SE is a good way to verify the SV results but in your case it sounds 
like you need to go to higher concentrations to populate the larger 
species in order to resolve the ambiguity between monomer-dimer and 
monomer -dimer-trimer. It is well known also that a 
monomer-dimer-tetramer system can masquerade as a monomer-trimer system 
if the concentration range is not high enough. Solubility issues may 
prevent you from increasing the concentration enough, though.


Walter Stafford

Eric Salgado wrote:
> Hello all,
>   I have a system for which I've done SV experiments at multiple 
> concentrations that, on  increasing the concentration, reveals a peak 
> that starts at an s value of about 2, shifts to a plateau between 2.4 
> and 2.6, then steadily increases at 2.6. I should point out that all 
> of these peaks are very broad.
>   The c(MW) analysis describes a monomer at low concentrations; dimer 
> at intermediate concentrations;  something between  dimer and trimer 
> at high concentrations;  and finally, as  an aggregate  starts to form 
> at very high concentrations, a trimer peak is resolved. This trimer 
> peak correlates to our crystal structure, but it appears as if, 
> because of the apparently low association constant and fast kinetics 
> involved with the trimer formation, this fact is masked in the SV data.

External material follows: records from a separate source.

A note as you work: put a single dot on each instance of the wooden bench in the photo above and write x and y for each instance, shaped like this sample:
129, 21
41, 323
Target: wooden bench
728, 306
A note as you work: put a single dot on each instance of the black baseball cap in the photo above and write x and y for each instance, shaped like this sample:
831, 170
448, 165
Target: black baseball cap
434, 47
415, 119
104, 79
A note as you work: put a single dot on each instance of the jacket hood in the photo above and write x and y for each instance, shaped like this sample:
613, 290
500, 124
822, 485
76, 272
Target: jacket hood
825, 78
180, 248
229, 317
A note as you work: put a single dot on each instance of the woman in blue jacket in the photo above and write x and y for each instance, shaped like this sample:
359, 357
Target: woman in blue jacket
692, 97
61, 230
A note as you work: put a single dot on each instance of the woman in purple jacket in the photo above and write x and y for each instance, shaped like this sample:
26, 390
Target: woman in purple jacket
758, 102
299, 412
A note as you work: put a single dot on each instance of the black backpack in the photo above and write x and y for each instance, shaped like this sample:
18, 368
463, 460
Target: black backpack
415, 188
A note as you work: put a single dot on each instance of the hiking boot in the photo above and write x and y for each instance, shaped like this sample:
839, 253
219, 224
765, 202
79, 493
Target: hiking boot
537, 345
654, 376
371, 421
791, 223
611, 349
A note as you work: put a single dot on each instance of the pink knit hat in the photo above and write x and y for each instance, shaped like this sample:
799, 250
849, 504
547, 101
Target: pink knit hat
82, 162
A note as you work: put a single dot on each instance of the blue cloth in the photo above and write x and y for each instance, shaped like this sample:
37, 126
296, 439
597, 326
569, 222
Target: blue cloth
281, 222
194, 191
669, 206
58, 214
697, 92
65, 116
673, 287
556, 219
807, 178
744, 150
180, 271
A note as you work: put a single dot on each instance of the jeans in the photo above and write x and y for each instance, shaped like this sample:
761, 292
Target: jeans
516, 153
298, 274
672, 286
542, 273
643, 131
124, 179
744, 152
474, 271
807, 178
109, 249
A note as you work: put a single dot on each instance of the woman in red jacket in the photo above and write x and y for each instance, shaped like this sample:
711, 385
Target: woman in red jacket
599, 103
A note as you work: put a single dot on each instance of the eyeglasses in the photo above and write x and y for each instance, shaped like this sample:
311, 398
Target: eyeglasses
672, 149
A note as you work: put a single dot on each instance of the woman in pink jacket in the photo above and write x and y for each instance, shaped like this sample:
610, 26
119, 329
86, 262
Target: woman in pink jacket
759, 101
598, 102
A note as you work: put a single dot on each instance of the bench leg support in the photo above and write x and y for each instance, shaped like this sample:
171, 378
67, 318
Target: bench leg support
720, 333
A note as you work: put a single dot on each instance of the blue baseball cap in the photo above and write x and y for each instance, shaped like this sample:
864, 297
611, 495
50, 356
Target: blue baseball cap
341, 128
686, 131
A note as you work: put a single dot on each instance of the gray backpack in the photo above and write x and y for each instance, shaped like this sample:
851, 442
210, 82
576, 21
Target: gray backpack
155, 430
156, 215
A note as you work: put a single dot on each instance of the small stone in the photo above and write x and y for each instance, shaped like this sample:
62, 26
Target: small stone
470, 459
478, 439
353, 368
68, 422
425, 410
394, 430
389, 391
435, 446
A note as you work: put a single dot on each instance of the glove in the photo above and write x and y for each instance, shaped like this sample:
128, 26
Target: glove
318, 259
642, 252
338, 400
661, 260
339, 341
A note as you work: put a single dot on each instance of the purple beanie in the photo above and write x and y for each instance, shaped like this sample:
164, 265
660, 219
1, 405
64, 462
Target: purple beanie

>   In order to hopefully rid of this ambiguity, I performed SE 
> experiments in the concentration regime that did not form an aggregate 
> (and therefore apparently only a small amount of trimer), but find 
> that, as far as a species analysis goes, both a model with 
> monomer-dimer or monomer-dimer-trimer present are statistically equal. 
> That being said, the statistics are lower for the later model, while 
> the fit and residuals for both are equally good.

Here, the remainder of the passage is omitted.